As a measure of the importance Washington attaches to [deposed President] Bazoum’s rehabilitation, none other than Victoria “Cookies” Nuland flew to Niamey earlier this week for several hours of talks with some of Niger’s military officials, though Tchiani and others leading the coup reportedly refused to see her. The State Department’s acting No. 2 got nowhere, even by her own account, having warned again that all U.S. aid to Niger hung in the balance.

“We don’t want your money,” the new government tweeted afterward. “Use it to fund a weight loss program for Victoria Nuland.”

Good for the Nigeriens. Now the rest of the article, from Patrick Kennedy at

Nigerien protestors rally in streets. Screenshot from YouTube video.

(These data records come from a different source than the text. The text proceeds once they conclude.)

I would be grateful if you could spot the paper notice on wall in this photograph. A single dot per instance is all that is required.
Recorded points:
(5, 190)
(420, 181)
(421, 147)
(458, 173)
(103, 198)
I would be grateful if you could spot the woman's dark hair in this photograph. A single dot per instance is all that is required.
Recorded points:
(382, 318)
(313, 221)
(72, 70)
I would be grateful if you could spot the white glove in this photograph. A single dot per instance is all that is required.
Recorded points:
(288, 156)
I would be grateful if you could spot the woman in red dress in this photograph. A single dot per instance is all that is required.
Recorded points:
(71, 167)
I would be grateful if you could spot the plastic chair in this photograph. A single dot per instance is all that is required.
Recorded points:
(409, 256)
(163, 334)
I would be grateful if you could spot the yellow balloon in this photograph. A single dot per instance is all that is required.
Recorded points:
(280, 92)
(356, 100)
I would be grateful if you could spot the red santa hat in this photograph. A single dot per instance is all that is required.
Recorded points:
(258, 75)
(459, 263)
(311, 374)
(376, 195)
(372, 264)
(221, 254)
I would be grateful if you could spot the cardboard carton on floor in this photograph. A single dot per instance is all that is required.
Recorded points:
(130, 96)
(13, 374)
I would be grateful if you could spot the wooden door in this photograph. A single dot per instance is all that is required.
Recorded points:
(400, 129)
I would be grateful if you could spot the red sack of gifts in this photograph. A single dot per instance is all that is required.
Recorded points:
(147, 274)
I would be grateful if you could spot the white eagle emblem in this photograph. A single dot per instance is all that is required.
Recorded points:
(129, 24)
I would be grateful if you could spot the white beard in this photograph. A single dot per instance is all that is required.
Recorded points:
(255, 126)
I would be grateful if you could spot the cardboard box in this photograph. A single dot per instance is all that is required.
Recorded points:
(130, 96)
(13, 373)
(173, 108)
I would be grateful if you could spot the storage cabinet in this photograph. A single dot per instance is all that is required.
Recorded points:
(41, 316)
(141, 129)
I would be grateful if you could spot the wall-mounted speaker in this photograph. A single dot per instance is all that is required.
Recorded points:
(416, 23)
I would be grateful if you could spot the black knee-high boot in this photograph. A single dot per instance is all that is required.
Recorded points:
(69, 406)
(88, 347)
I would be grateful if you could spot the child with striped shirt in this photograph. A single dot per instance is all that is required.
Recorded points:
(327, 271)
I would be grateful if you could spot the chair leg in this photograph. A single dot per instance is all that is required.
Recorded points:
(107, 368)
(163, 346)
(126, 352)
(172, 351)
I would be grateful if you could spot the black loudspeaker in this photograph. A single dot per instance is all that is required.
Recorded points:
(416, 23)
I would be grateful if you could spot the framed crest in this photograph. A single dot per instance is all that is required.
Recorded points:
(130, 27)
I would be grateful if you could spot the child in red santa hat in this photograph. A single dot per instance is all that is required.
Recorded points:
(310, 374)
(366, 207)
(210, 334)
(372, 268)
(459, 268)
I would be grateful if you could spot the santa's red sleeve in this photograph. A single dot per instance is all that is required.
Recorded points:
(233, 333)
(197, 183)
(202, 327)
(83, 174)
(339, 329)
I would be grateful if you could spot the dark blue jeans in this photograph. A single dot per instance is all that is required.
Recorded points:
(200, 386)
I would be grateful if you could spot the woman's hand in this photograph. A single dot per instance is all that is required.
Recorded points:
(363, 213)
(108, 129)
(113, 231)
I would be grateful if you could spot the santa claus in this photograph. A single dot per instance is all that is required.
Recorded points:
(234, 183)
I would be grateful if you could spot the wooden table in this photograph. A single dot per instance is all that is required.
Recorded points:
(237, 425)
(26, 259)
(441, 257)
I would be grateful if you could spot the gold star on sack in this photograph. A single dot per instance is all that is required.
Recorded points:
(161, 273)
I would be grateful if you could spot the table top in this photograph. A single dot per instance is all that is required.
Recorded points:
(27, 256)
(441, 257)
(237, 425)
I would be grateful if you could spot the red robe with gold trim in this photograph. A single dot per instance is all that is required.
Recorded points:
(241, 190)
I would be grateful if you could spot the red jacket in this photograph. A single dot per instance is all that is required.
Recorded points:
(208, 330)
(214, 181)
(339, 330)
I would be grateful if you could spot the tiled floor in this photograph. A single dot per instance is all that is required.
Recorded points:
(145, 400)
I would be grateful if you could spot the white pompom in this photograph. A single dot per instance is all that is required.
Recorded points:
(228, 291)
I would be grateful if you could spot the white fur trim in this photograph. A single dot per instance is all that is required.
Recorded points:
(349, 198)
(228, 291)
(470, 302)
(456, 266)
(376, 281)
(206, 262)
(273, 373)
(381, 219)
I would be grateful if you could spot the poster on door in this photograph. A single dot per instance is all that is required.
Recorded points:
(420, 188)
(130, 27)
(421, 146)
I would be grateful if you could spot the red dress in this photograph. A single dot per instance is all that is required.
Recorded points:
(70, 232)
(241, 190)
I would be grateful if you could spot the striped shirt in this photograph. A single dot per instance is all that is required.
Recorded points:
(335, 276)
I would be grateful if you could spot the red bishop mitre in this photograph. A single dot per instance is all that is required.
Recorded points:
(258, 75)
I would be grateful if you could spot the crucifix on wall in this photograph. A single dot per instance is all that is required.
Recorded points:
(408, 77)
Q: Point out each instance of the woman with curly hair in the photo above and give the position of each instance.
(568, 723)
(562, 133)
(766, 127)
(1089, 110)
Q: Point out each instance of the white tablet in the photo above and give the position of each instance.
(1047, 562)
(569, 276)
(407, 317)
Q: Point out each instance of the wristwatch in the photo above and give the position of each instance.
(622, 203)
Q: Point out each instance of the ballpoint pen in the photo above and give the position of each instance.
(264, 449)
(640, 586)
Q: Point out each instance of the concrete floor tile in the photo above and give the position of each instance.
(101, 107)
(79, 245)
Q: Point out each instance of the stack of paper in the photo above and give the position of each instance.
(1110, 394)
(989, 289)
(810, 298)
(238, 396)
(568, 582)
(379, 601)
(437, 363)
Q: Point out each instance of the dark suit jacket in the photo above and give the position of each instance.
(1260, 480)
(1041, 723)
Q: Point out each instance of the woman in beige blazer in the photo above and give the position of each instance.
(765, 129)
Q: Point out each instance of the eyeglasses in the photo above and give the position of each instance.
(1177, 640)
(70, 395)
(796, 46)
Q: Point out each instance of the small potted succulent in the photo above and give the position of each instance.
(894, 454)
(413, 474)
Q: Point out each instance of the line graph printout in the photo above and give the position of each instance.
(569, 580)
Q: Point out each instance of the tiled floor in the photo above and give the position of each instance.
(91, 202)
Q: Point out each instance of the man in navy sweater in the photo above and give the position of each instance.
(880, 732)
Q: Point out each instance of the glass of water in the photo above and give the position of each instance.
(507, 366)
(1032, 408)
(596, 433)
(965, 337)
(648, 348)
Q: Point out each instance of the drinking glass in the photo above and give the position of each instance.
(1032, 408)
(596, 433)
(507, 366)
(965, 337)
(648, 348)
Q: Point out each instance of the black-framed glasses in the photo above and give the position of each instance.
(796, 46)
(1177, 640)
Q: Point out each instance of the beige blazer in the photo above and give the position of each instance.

How shall we understand the July 26 coup in Niger, in which military officers ousted Mohamed Bazoum, the nation’s Western-tilted president? It is the sixth putsch of this kind in or next to the Sahel in the past four years. Shall we write off this band across sub–Saharan Africa as coup country and trouble no more about it? The thought is implicit in a lot of the media coverage, but how often do our media dedicate themselves to enhancing our understanding of global events and how often to cultivating our ignorance of them?

Do not take this latest development in Africa as an isolated event, if I may offer a suggestion. Its significance lies in the larger context in which it has occurred—its global surround, so to say. The West is besieged by the accumulating coherence and influence of the non–West and its version of the 21st century. Our media cannot bear writing or broadcasting about this. Niger, in my read, has just declared itself part of this historic phenomenon. And mainstream media can’t bear mentioning this, either.   Those who deposed Bazoum are led by Abdourahamane Tchiani, former head of the Presidential Guard, and plainly nurse a deep resentment of the postcolonial presence of the French. There are also reports—in the media, those coming out of the think tanks—that Bazoum was about to give Tchiani the sack, and the events of late July were driven, mostly or primarily, by personal rivalries, resentments, or both.